It has been a busy time of year here with finishing school, enjoying friends and squishing in pool time. One thing I have been serious about since I came home revitalized and encouraged from the Waldorf Homeschool Conference in Orlando, FL is to jump on planning. There is a lot to coordinate this year. My seasonal/festival ideas for each month are written down from over the years, and our start/end/probably vacation dates are also written out. I had an idea of possible block rotations (subject to change), and I have recently sat down and gathered resources. Most of them are Waldorf resources; there are some Oak Meadow resources for my tenth grader; but many resources are just library books sorted into subjects or things off of Teachers Pay Teachers for high school to fill in my own gaps or to work with specific works of literature for high school. Then I made a list of what needs to be planned:
- High School Spanish 3 – I will be facilitating this through a traditional text book and additional readings and games I found on Teachers Pay Teachers.
- A combination health (for our tenth grader) and seventh grade physiology (traditionally done in a block in seventh grade but I am combining with my high schooler’s health) twice a week.

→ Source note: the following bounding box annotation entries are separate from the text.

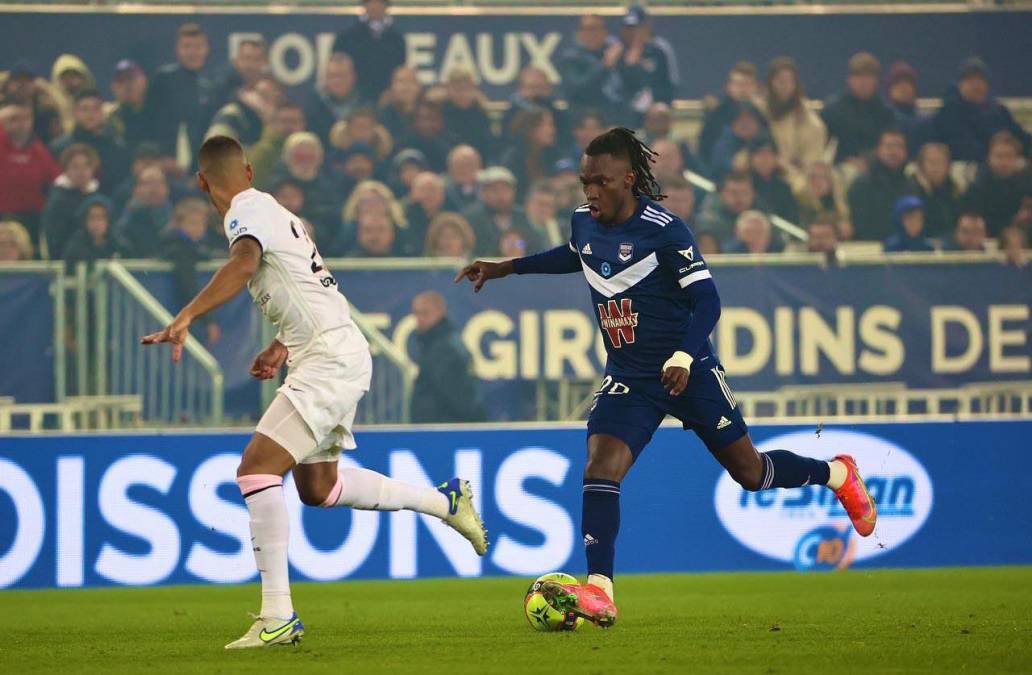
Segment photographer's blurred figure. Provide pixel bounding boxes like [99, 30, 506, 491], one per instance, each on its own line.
[412, 291, 486, 423]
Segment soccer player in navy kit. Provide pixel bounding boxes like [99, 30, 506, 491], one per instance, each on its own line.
[455, 128, 877, 626]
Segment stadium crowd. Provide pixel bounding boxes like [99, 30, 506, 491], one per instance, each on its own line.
[0, 0, 1032, 274]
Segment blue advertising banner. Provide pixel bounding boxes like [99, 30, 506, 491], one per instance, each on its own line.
[0, 420, 1032, 587]
[0, 7, 1032, 99]
[131, 262, 1032, 420]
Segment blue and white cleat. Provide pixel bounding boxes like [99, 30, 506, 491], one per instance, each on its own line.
[438, 478, 487, 555]
[226, 612, 304, 649]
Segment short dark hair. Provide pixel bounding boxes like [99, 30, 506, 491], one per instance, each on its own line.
[175, 22, 207, 40]
[197, 136, 244, 174]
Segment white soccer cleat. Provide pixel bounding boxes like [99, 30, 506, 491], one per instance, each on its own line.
[226, 612, 304, 649]
[438, 478, 487, 555]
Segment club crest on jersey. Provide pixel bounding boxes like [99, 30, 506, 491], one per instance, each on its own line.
[598, 297, 638, 349]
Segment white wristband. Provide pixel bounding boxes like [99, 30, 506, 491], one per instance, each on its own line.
[663, 352, 694, 372]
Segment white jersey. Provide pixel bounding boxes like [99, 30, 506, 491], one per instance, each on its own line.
[224, 188, 368, 362]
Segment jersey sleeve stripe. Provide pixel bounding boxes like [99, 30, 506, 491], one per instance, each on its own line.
[677, 269, 713, 288]
[642, 214, 669, 227]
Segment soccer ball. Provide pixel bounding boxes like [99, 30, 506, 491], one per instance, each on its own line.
[523, 572, 584, 632]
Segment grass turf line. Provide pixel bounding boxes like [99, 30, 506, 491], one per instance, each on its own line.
[0, 567, 1032, 675]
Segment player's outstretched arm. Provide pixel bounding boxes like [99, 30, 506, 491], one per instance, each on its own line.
[139, 236, 261, 362]
[455, 260, 513, 293]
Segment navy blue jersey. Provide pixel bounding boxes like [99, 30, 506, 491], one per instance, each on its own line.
[513, 197, 719, 377]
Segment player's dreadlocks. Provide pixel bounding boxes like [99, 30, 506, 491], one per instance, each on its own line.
[584, 127, 667, 201]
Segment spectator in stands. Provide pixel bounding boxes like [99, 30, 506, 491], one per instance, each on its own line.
[762, 57, 828, 189]
[1000, 227, 1029, 267]
[115, 166, 172, 258]
[820, 52, 896, 168]
[39, 143, 100, 260]
[652, 138, 684, 186]
[0, 220, 32, 262]
[333, 0, 406, 101]
[699, 61, 759, 172]
[963, 130, 1032, 236]
[699, 171, 756, 242]
[209, 37, 268, 110]
[910, 142, 962, 236]
[304, 53, 362, 146]
[269, 131, 341, 229]
[147, 23, 211, 166]
[390, 146, 431, 201]
[334, 181, 411, 255]
[51, 89, 129, 194]
[749, 139, 799, 223]
[663, 176, 696, 227]
[206, 75, 284, 148]
[932, 57, 1032, 163]
[848, 129, 924, 240]
[248, 101, 307, 188]
[0, 101, 61, 242]
[329, 106, 394, 169]
[351, 211, 398, 258]
[885, 61, 928, 152]
[424, 212, 475, 259]
[412, 291, 487, 423]
[806, 212, 839, 259]
[501, 107, 561, 194]
[441, 68, 495, 157]
[523, 179, 569, 246]
[445, 146, 484, 212]
[557, 14, 641, 126]
[884, 195, 935, 253]
[796, 161, 852, 233]
[639, 103, 709, 175]
[707, 102, 770, 179]
[160, 198, 223, 345]
[463, 166, 541, 255]
[398, 171, 445, 256]
[397, 98, 457, 172]
[378, 67, 423, 139]
[0, 61, 64, 146]
[942, 212, 989, 253]
[107, 59, 154, 155]
[548, 159, 584, 216]
[51, 54, 97, 138]
[501, 66, 571, 146]
[62, 193, 130, 274]
[620, 4, 679, 126]
[565, 108, 606, 165]
[722, 211, 784, 254]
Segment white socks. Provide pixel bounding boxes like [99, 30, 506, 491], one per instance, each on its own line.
[323, 469, 449, 518]
[236, 474, 294, 620]
[828, 459, 849, 490]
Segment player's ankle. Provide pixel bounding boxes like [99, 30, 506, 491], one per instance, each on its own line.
[587, 574, 616, 602]
[828, 459, 849, 490]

- A twice a week writing track where I am combining my tenth and seventh graders, focused on the wish, wonder, surprise theme traditionally found in Waldorf seventh grade where we can focus on skill progression in writing and different types of writing for our tenth grader.
- Second Grade Blocks and Weekly Nature Study. This will be my third time through second grade, so I am familiar with much of the material but hope to really bring fun and new ideas to it all and make it very active for our very active little choleric guy.
- Seventh Grade Blocks – to include physics, Renaissance and Reformation history, Exploration, astronomy, several math blocks and hopefully a little block on Colonial America at the very end of seventh grade. I am going to save the whole of chemistry for eighth grade.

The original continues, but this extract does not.